Líder de ONG de defesa aos direitos humanos diz que exército matou 200 em cidade próxima a Andijan

AIDIJAN - A estimativa do número de mortos de civis pelas forças policiais do Uzbequistão na última semana continua crescendo. De acordo com o jornal britânico The Guardian, 700 pessoas podem ter sido assassinadas durante manifestações contra o governo do país. Quinhentas delas em protestos na sexta-feira na sede governamental do país, Andijan, e outras 200 no sábado, em Pakhtabad, onde também houve distúrbios, revelou ontem Saidjahon Zaynabitdinov, líder do grupo uzbeque de defesa dos direitos humanos Appelatsia.

- As pessoas estão aterrorizadas, não protestarão mais - contaram ontem alguns professores de Andijan durante uma paralisação forçada, já que todas as escolas estão fechadas até segunda ordem.

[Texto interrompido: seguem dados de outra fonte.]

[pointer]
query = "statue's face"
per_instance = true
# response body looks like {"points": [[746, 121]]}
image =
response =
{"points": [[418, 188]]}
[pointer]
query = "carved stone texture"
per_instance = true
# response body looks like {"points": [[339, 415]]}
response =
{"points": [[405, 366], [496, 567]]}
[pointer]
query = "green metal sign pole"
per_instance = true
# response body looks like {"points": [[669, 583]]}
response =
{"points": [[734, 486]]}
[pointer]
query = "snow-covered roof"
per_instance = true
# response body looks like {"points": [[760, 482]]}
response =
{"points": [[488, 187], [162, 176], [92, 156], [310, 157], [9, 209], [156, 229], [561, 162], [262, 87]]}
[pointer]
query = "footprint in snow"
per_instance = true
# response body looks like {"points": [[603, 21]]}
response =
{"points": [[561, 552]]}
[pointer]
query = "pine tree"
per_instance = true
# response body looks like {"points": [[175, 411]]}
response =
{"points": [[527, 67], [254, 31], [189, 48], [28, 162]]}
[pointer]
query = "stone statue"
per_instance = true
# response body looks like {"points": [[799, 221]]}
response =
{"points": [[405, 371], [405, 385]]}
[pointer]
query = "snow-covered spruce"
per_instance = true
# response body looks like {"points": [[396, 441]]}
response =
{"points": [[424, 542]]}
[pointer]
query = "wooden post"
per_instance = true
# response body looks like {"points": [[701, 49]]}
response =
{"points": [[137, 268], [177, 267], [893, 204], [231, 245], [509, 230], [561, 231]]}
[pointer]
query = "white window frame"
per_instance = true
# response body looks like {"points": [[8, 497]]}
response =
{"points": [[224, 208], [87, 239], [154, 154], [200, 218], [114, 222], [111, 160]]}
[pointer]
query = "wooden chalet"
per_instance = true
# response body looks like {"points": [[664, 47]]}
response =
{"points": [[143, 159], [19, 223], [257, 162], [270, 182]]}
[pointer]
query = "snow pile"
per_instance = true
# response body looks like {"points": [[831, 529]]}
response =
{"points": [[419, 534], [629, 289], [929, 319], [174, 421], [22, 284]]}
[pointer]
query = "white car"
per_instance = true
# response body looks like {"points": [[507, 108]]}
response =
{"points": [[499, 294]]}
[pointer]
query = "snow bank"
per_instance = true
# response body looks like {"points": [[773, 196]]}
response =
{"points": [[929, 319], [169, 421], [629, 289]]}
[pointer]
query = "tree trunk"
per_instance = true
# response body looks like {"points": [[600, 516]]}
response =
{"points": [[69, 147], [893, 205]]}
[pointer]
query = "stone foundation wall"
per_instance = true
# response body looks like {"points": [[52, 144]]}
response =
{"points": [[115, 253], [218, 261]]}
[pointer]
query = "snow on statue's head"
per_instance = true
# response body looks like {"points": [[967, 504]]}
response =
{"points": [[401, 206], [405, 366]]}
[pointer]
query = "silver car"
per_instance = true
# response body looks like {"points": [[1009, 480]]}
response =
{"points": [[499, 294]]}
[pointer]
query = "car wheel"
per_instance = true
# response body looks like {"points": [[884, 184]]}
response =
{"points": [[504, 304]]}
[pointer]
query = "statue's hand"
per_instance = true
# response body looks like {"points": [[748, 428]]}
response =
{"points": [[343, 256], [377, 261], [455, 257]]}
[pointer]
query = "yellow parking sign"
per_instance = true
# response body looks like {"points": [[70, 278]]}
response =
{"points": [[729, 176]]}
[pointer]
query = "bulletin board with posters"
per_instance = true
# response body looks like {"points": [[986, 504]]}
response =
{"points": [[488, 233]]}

Um deles, que leciona Educação Física e esteve presente à manifestação de sexta-feira, atribuiu a insurreição às más condições de vida.

- O confronto era previsível. O povo vive mal, os aumentos de salários são mínimos, enquanto os preços dos produtos se multiplicam por três.

Um colega seu, que dá aulas de Artesanato, se mostrou pessimista:

- A situação está muito ruim e nada mudará depois deste distúrbio.

Os professores se reuniram ontem no pátio de uma escola para trocar informações sobre a situação, já que a TV praticamente não noticiava o que estava acontecendo. Eles também foram ao local para conseguir leite - um vigia da escola ordenhava uma vaca.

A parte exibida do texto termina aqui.